In Surprised by Joy, he compares arguing with him to boxing: 

“After being knocked down sufficiently often I began to know a few guards and blows, and to put on intellectual muscle. In the end I flatter myself I became a not contemptible sparring partner.” 

Arguing with Kirkpatrick was like being hit; but he didn’t mind. He rather liked it. Half a century later, he compared arguing with his wife to a fencing match. He sometimes deliberately argued badly because he loved it when she beat him. 

Kirkpatrick claimed not to have any opinions. Lewis says that a friend, who presumably thought that it was bad manners for chaps to argue about politics and that they should agree to differ, carelessly said that they just looked at things from different angles. Kirkpatrick jumped in: 

‘What do you mean? Are you asking me to picture Liberals and Conservatives playing peep-bo at a rectangular Fact from opposite sides of a table?’ 

Obviously, the speaker did not have a clear and distinct idea of what he meant by “angle”: he was just using a colloquial expression. But Kirkpatrick’s analogy is very telling. 

There are Facts. There are observers. And Facts look different depending on the observer’s point of view. I perceive the table as a trapezium with angles of, say, 45 degrees and 135 degrees because I am standing to the left of it. You perceive its shape differently because you are standing to the right. “Agreeing to differ” or “having an opinion” implies that my view of the table and your view of the table are equally valid and there is nothing more to be said. But by the application of reason—by having an argument—we can work out that the table is, in fact, rectangular and that the angles are, in fact, 90 degrees. When Kirkpatrick said that he had no opinions he was claiming that he has used reason to get beyond his own perspective and sees reality as it really is. If he was a liberal, that was because liberals are the ones who have worked out that tables really are rectangular. If you had shown him the error in his reasoning he would have changed his conclusion. 

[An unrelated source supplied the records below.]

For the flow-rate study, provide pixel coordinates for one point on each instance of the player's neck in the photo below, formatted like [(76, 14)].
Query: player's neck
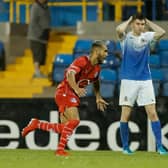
[(93, 60)]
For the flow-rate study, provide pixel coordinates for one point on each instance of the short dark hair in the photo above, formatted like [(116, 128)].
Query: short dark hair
[(139, 16), (98, 43)]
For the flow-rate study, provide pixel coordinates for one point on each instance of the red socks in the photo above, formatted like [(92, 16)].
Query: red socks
[(55, 127), (66, 132)]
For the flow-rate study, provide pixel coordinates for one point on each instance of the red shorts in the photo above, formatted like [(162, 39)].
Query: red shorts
[(65, 98)]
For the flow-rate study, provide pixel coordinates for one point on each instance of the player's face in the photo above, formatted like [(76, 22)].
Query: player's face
[(102, 54), (138, 26)]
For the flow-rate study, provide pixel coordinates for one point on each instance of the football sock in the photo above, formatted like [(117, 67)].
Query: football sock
[(156, 128), (124, 133), (66, 132), (55, 127)]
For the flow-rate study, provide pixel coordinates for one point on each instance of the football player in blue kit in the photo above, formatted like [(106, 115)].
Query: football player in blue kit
[(135, 75)]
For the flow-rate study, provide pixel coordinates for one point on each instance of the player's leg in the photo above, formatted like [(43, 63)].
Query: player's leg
[(128, 94), (42, 125), (156, 127), (71, 120), (124, 130)]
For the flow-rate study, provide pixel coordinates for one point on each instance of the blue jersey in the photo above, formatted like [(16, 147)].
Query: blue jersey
[(135, 56)]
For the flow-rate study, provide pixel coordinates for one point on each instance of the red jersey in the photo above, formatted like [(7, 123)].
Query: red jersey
[(85, 73)]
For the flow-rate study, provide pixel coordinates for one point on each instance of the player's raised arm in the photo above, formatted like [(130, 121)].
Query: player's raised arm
[(159, 32), (121, 28), (72, 82)]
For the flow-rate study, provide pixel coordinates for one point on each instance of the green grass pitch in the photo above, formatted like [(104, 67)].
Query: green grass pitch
[(25, 158)]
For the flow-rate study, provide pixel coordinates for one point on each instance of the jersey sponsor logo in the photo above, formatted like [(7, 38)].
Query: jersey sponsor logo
[(83, 83), (73, 100), (96, 74)]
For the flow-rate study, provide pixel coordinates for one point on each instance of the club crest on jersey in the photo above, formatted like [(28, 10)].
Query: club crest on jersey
[(73, 100), (96, 74)]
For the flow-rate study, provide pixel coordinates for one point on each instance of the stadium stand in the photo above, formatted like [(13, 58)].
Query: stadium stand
[(2, 57), (154, 61)]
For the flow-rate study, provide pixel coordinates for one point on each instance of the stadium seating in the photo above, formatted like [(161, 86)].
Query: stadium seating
[(61, 62), (108, 79)]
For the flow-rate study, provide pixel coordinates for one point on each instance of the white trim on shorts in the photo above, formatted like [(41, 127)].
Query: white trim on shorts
[(132, 91)]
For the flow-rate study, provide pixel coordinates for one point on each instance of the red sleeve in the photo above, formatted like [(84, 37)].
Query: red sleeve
[(78, 64)]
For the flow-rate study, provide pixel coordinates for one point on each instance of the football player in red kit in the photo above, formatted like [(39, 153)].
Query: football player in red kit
[(83, 71)]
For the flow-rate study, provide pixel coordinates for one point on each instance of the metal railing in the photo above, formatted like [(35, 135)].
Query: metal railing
[(84, 4)]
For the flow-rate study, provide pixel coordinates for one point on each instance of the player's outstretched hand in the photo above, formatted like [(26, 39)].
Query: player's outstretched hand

Kirkpatrick was an atheist. When he died, Lewis was shocked to hear that he asked to be cremated without any ceremony or memorial. So he would presumably have claimed that atheism was not the perspective from which he looked at the table, but the table itself. For Lewis, to be a Christian meant deciding that dear Kirkpatrick had been wrong about the most important thing in the universe. Some people might have said “My tutor’s logic turns out to not be the whole story: for some questions you have to go by spiritual intuition”. Lewis, on the other hand, maintained that Christianity was true according to Kirkpatrick’s logical methods. He spent much of his life trying to win the argument with his long dead mentor. 

It is very striking that the analogy Kirkpatrick drew—the one which stuck in Lewis’s mind—came from geometry. 

And the word C.S. Lewis used to describe Kirkpatrick’s teaching methods was elenchos.